The worldwide energy crisis evokes an unprecedented enthusiasm for the development of an apparatus for efficient light-to-electricity conversion. Dye-sensitized solar cells (DSSCs), together with organic photovoltaics (OPVs), are generally considered two types of third-generation energy-harvesting devices. There is an enthusiasm for engineering the electrolytes, i.e., from non-aqueous systems to aqueous ones [1,2,3,4]. As another key component in DSSCs, the photosensitizer is responsible for light absorption and the subsequent electron-transfer reactions, and its quality thus determines the power conversion efficiency (PCE). Inorganic semiconductor quantum dots (ISQDs), such as CdS, CdSe, and PbS, represent an important class of photosensitizers. Compared to DSSCs employing Ru–polypyridine complexes or low-molecular-weight organic dyes as photosensitizers, ISQD-sensitized solar cells (ISQDSCs) are expected to have low costs and relatively high PCE [5,6]. A big disadvantage of ISQDSCs, however, is their intrinsic toxicity caused by the presence of heavy metal elements in ISQDs. Developing new types of quantum dots that are environmentally benign is necessary for further realizing the potential of this new branch of DSSCs.

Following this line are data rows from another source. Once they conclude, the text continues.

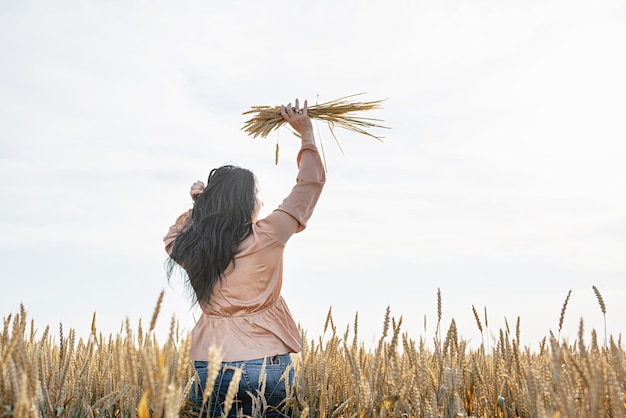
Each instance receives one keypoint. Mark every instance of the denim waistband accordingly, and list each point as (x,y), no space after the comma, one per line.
(277,359)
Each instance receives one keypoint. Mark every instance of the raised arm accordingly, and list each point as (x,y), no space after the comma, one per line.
(293,214)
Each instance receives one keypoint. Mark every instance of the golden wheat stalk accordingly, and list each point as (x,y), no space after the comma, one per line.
(336,113)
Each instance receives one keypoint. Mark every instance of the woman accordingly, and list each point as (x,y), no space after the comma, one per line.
(234,264)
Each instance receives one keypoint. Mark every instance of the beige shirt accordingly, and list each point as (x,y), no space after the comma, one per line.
(248,318)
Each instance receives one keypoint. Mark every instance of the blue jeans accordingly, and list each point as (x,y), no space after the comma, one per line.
(275,389)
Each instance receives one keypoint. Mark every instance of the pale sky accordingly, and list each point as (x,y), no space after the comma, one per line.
(501,181)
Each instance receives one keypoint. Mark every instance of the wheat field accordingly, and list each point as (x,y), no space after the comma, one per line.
(52,374)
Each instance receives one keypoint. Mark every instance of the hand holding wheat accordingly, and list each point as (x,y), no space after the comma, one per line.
(336,113)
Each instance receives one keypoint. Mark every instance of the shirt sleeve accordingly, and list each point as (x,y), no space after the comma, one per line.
(181,222)
(293,214)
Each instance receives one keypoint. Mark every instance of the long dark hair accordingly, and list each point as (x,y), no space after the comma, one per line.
(221,218)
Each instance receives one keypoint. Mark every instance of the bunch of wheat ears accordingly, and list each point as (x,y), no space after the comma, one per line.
(341,113)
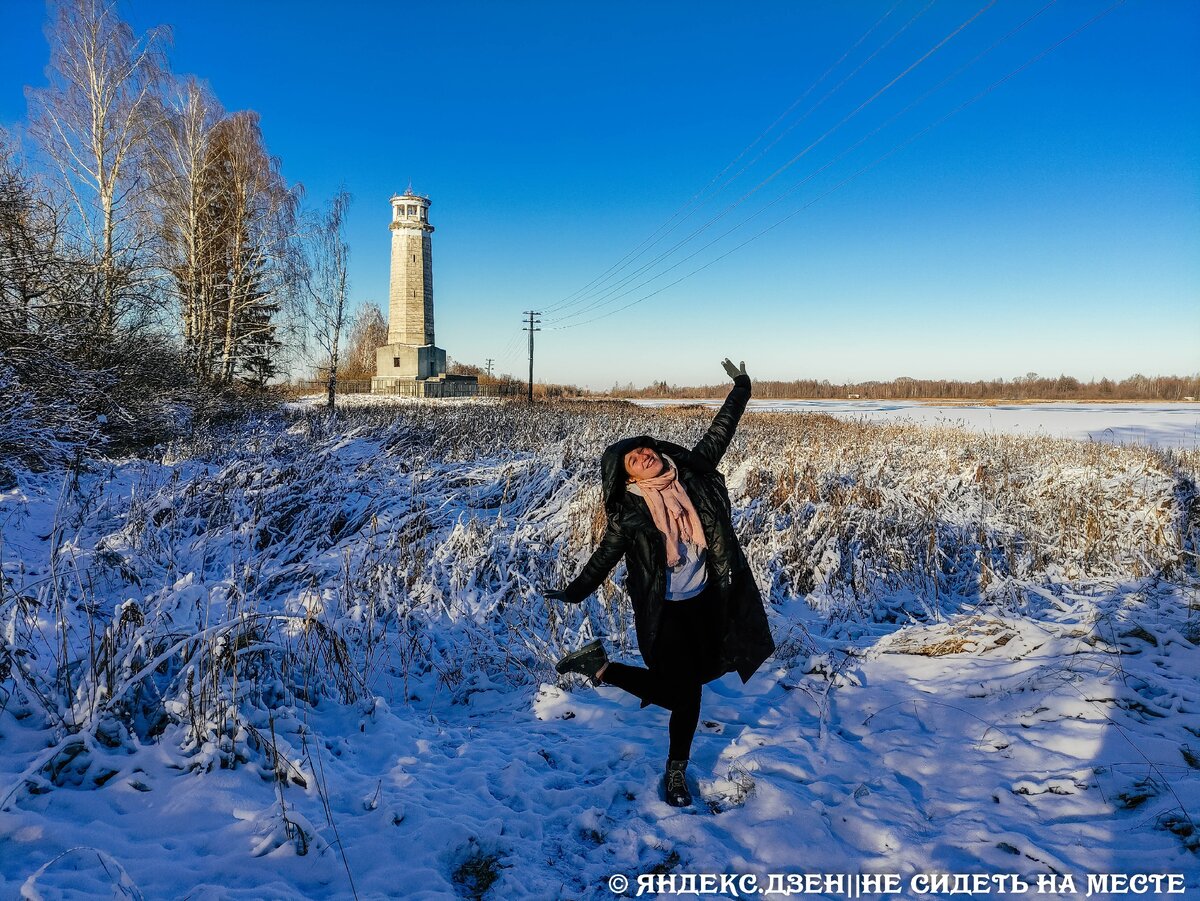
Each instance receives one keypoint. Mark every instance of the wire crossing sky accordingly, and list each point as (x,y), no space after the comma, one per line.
(955,188)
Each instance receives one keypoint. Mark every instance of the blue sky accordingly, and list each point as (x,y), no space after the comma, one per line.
(1051,226)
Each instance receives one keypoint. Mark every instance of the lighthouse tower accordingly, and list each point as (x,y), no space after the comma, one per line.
(411,364)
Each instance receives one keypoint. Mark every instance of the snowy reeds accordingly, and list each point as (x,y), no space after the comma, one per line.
(307,556)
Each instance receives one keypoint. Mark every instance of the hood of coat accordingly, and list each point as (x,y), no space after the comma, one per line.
(612,466)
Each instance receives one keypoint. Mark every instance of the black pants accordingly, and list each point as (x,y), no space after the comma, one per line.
(685,656)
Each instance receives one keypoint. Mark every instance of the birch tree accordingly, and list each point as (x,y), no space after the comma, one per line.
(247,266)
(94,121)
(184,175)
(328,286)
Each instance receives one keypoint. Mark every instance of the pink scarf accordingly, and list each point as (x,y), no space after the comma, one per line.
(672,511)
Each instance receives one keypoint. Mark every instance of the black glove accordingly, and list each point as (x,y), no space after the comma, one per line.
(733,370)
(737,373)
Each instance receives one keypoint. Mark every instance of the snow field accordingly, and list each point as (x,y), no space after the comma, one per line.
(309,659)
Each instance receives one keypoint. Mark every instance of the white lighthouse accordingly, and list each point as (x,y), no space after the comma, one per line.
(411,362)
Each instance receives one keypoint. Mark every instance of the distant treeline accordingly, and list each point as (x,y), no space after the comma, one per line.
(1023,388)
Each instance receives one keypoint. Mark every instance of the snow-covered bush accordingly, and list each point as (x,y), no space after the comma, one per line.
(305,556)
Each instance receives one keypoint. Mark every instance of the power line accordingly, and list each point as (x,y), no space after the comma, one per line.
(875,162)
(687,208)
(531,328)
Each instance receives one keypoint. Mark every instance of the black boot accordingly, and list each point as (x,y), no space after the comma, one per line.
(675,785)
(586,661)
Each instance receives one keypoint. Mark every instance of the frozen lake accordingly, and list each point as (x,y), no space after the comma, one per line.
(1163,425)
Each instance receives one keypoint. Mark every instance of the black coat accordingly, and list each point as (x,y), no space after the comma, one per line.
(630,532)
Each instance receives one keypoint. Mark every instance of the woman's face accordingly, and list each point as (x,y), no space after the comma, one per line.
(643,463)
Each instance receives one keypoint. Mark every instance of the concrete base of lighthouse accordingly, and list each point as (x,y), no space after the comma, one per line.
(418,371)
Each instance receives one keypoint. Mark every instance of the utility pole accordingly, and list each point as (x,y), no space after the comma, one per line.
(531,328)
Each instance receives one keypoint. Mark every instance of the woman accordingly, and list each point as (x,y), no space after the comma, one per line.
(696,608)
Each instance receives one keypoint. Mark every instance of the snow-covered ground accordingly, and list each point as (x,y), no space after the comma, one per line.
(1164,425)
(310,659)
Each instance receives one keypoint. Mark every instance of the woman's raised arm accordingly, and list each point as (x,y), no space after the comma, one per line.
(717,439)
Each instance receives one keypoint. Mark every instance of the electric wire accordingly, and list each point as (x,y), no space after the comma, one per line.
(870,166)
(837,158)
(693,202)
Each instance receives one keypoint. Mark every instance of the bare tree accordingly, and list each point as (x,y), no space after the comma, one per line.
(328,286)
(247,264)
(369,332)
(94,120)
(184,175)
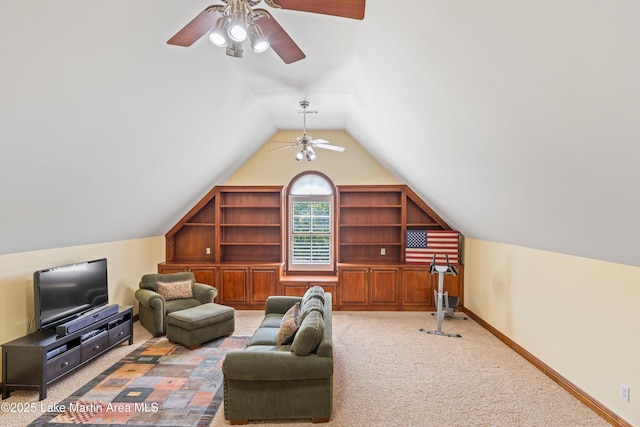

In recent years, carbon quantum dots (CQDs), which are photoluminescent (PL) carbon nanomaterials that have spherical shapes and sizes below 10 nm, have received extensive attention due to their easy preparation and tunable PL properties [7]. More importantly, CQDs are nontoxic for both environment and biological systems, which is advantageous over ISQDs. Based on these virtues, CQDs exhibit great potential applications in various fields and have been used in bioimaging [8], ion detection [9,10], PL inks [11,12,13], and coatings for light-emitting diodes (LEDs) [14]. Attempts to integrate CQDs in photovoltaics have also been made [15,16,17]. Specifically in DSSCs, CQDs have been used as co-sensitizers together with ISQDs [18] or organic dyes [19], and the CQD-based solar cells were found to show superior performances.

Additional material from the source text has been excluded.